Monday, April 30, 2007

The Question of America's Involvement in the World

Someone recently gave me his opinion of what America's role in the world should be, and how he thought we were overstepping our bounds, getting too involved in world affairs, and doing more harm than good:

We have enough to worry about within our own borders to run around wearing ourselves out with other's problems. I think our actions abroad only stimulate the hatred and act as catalysts to these anarchist groups that act in the name of Jihad. If we focused on gathering intelligence and self preservation, rather than aggressive imposition of our values, we would be safer, richer and in better favor with the rest of the planet. Yes, that would create more of a "have and have-nots" situation, but no more than we already have.

Isolationism versus engagement, passivity versus action, the status quo versus progress. The United States has wrestled with this issue throughout its history, and the debate continues in these troubled times. It is a difficult question, one that certainly evokes strong emotions among many people. But as usual, Thomas P.M. Barnett does an excellent job explaining why the latter position should be the only course of action.

I would surmise that there are three basic responses most people advocate when confronted with the Core-Gap thesis (Core=1st world, modern, peaceful countries; Gap=3rd world poor, undemocratic, chaotic, dangerous countries). The first basic response I would locate on the left, or liberal, end of the political spectrum. What these people are most upset about is the notion that the U.S. military is clearly headed toward "perpetual war" all over the Gap, which in their minds will only make things worse there. They advocate a sort of Hippocratic, "do no harm" approach that readily admits that the Core is largely to blame for the Gap's continuing misery and therefore should rescue those in pain, bu do so primarily through state-based foreign aid and private charities. The "do no harm" aspect refers to their strong desire to see America bring its military forces back home and stop all these military interventions overseas, the underlying assumption being that fewer military interventions on our part would actually improve the international security situation by not scaring our allies so.

The second basic approach is simply to say, "That's the way things are" and to blame the Gap for its own problems. These responses came more from the right or conservative end of the political spectrum. These writers' basic point is that the Gap is not America's problem and that if we make it so, we will eventually end up running some "empire" that will corrupt both our souls and our political system... the more mainstream response from the right focuses on the notion that shrinking the Gap is simply too big a problem for the United States to take on-militarily or otherwise. Instead, they bluntly advocate a sort of civilizational apartheid that strikes me as a mirror image of what I believe many violent anti globalization forces would also prefer-including Osama bin Laden. Rather than fix the Gap, these respondents prefer segregation. The most common way this gets expressed is the idea that if America would only end its dependence on foreign oil, illegal narcotics, and cheap immigrant labor, we could just build a big fence around this nasty neighborhood called the Gap and not have to deal with it anymore. People who advocate this twenty-first-century form of isolationism do not argue so much for pulling our military forces home as positioning them around the Gap as a sort of global border patrol, making sure the bad stuff stays in the Gap...

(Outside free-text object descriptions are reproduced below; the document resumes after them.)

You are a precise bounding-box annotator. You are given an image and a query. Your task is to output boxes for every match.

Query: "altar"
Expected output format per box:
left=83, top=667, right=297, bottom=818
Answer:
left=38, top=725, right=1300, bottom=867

Then there are those who have written in agreement. These respondents see both a moral culpability on the part of the Core and a moral responsibility on the part of the sole surviving super-power, the United States, to shrink the Gap by all means possible-including the use of force in the worst situations. This moderate middle views the Gaps plight more pragmatically, citing the history of past colonialism by Core states in terms of both the good and bad legacies, the right and wrong lessons to be drawn, and their underlying optimism that America-always the reluctant imperialist-would do better than those European powers had in centuries past. The only morality these moderates touched upon was the immorality of doing nothing.

...Like the Cold War containment theorists, I believe it is essential that we be honest with ourselves about the world we live in, and to me, that means-first and foremost-that we identify the sources of mass violence in the system and work to progressively shrink those sources... "shrinking the gap" as a strategic vision is not about making amends for the past. Instead, it is a practical strategy for dealing with the present danger that will-on regular occasion, I believe-reach into our good life and cause us much pain if we continue to ignore it. But more than just looking out for ourselves, shrinking the Gap is a strategy that also speaks to a better future for that roughly one-third of humanity that continues to live and die in the Gap.

- Dr. Thomas P.M. Barnett, The Pentagon's New Map, p 159.